The City of Ottawa required owners to get a new permit after the collapse.
The city closed the intersection at Bank and Somerset streets for eight weeks and decided the building should be torn down.
A court order reversed the decision days before demolition began, and owners applied for permission to turn the building into a new restaurant and office space.
Ottawa’s review system for building permits generally takes five to 25 days.
This case is still ongoing – after almost a full year.
In an exchange of letters described as “adversarial” by the building’s owners and “a tennis match” by the city, proposals have been offered and rejected, scrutinized and countered.
Kennedy says TKS Holdings Inc is tired of spinning its tires and will wait to try again until the air is cleared by a pending lawsuit.
The company is suing the city over several issues, including alleged damage caused by city-employed engineers who demolished part of the building to get inside for a structural assessment.
A second lawsuit pitting the city against the company is also pending.
The city’s chief building official, Arlene Gregoire, is on holidays this month, but acting director of building permit approvals, Peter Black, has sifted through the “one-inch-thick” stack of letters in the Somerset House file.

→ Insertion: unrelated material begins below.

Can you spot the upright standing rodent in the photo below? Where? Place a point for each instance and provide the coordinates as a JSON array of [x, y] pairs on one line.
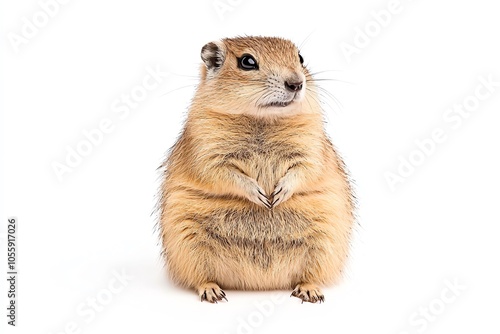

Black says the city hasn’t issued a building permit because the proposed plans don’t include special wall reinforcements that strengthen buildings during earthquakes. The reinforcements are required under the newest Ontario Building Code draft.
“It’s basically a matter of them being able to prove their argument. And they really haven’t done that at this point in time,” says Black.
Derek Crain, the architect in charge of the renovations, calls the city’s opposition unreasonable.
“If we forced the 2006 building code on all the heritage buildings in Ottawa, we would end up tearing them all down – including the parliament buildings,” he says.
The building code currently includes a clause that allows for creative interpretation of the rules if strict adherence interferes with a building’s heritage elements. Crain says in this case a renovation according to the earthquake rule would detract from the building’s windows and doors – some of its remaining heritage elements. But the city’s engineers say it’s possible to reinforce Somerset House’s walls without damaging the historic features.
Coordinator of heritage planning for the city Stuart Lazear agrees the clause for preserving heritage buildings could be a way to solve things, but that it’s ultimately about interpretation between sides: “engineer to engineer.”
The provincial Building and Development Branch says there is an independent building commission for appeals if an applicant feels his or her case isn’t being treated fairly.
Hugh Kennedy says he might consider that option.
But he adds he's not eager to add to the “way way more” than $100,000 price tag the building permit application process has already cost.
Lawyers involved with the case expect the lawsuits to proceed in 2010.